The Battle of Richmond Visitors Center kicked off its latest charity initiative this week with the "Be a Lifesaver with the Battle of Richmond" event.

The visitors center is asking the public for donations of Lifesaver candy which will be packed into care packages and sent to military personnel.

From the first of March through the end of April, the staff at Battlefield Park will be accepting donations of Lifesaver candies. They can be dropped off or sent to the Battle of Richmond Visitors Center, which is located at 101 Battlefield Memorial Highway, Richmond. The visitors center's hours or operation are 10 a.m. to 4:30 p.m., donated Lifesavers can be left on the porch as well.

Organizers request candies donated be individually-wrapped and that anyone donating provide their name and address alongside the Lifesavers.

Battlefield Park Curator Phillip Seyfrit likes to come up with ways to help people.
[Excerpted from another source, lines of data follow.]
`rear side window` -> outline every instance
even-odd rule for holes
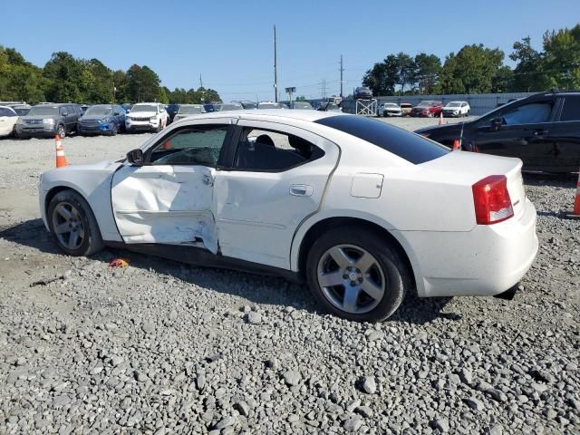
[[[580,96],[566,97],[560,121],[580,121]]]
[[[331,116],[315,122],[352,134],[415,165],[434,160],[450,152],[443,145],[421,136],[362,116]]]

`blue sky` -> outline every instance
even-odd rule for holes
[[[49,5],[50,4],[50,5]],[[97,58],[112,69],[148,65],[162,84],[216,89],[224,101],[274,100],[273,30],[278,39],[278,88],[297,95],[344,93],[391,53],[434,53],[444,59],[469,44],[506,54],[529,35],[580,21],[579,0],[488,2],[28,0],[2,5],[0,44],[42,66],[56,51]],[[509,60],[508,59],[508,63]]]

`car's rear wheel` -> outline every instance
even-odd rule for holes
[[[306,276],[328,311],[362,322],[392,314],[411,283],[398,251],[362,227],[335,228],[316,240],[306,260]]]
[[[69,256],[92,256],[104,245],[87,201],[74,190],[58,192],[48,205],[47,220],[59,247]]]

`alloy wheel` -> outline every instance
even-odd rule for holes
[[[372,311],[382,300],[385,275],[378,260],[353,245],[326,250],[317,267],[318,285],[335,307],[353,314]]]
[[[84,241],[82,218],[71,203],[61,202],[54,208],[53,228],[59,243],[68,249],[78,249]]]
The Lifesaver drive came about during the ice storms which rocked Kentucky in the winter of 2021.

"Nobody was doing anything anywhere. We got to fiddling around and this military mission group out of Lexington that we have worked with put out a plea for items as part of a drive they do about four times a year," Seyfrit said.
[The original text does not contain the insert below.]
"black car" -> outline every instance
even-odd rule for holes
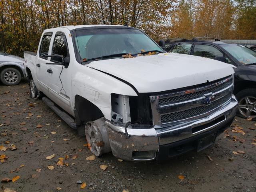
[[[167,52],[210,58],[236,67],[234,92],[239,103],[238,115],[256,120],[256,52],[242,45],[209,38],[169,39],[165,48]]]

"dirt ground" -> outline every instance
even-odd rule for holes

Seyfrit said the group wanted individually-wrapped Lifesavers as part of their care packages, something he felt could be easily provided. In the Lifesaver program's first year, 55,000 of the individually wrapped candies were collected by Battlefield Park and donated to the troops.
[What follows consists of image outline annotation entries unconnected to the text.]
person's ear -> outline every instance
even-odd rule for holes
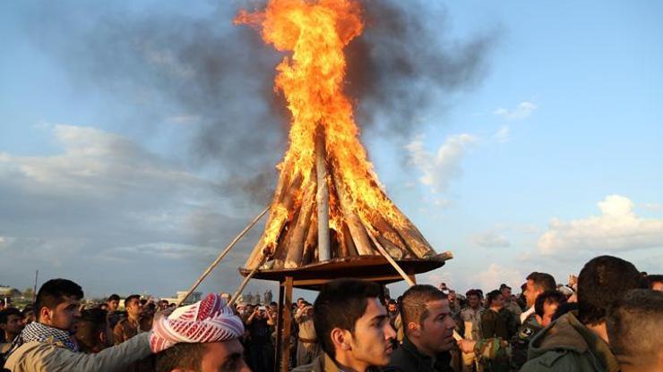
[[[408,323],[408,335],[412,337],[419,337],[421,335],[421,326],[415,322]]]
[[[39,321],[39,323],[47,323],[49,324],[52,319],[51,316],[51,310],[50,309],[47,308],[46,306],[39,309],[39,316],[37,317],[37,319]]]
[[[352,349],[350,342],[352,341],[352,334],[349,331],[340,328],[334,328],[330,334],[332,342],[334,344],[334,349],[340,349],[343,351],[349,351]]]

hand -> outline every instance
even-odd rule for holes
[[[477,342],[472,340],[460,340],[458,342],[458,347],[461,348],[461,351],[466,354],[474,352],[474,346],[476,344]]]

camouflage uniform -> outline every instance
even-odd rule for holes
[[[522,365],[527,361],[527,350],[530,347],[530,342],[534,338],[543,326],[537,321],[536,315],[532,314],[525,319],[521,326],[518,333],[512,338],[512,359],[511,369],[514,371],[521,370]]]
[[[474,309],[465,308],[459,314],[460,329],[459,333],[462,334],[465,340],[480,340],[481,339],[481,307]],[[474,353],[462,353],[462,370],[471,371],[475,369],[477,359]]]

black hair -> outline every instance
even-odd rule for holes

Donations to "Be a Lifesaver" are also encouraged to people outside of the county as well. The Wild Cherry flavored Lifesavers have been requested of potential donors who live outside of the area. According to the staff at Battlefield Park, that flavor of the candy is harder to come by in this part of the state.

According to Seyfrit, the first batch of Lifesavers donated in the 2022 program came from a 99-year-old World War II Marine Corps veteran.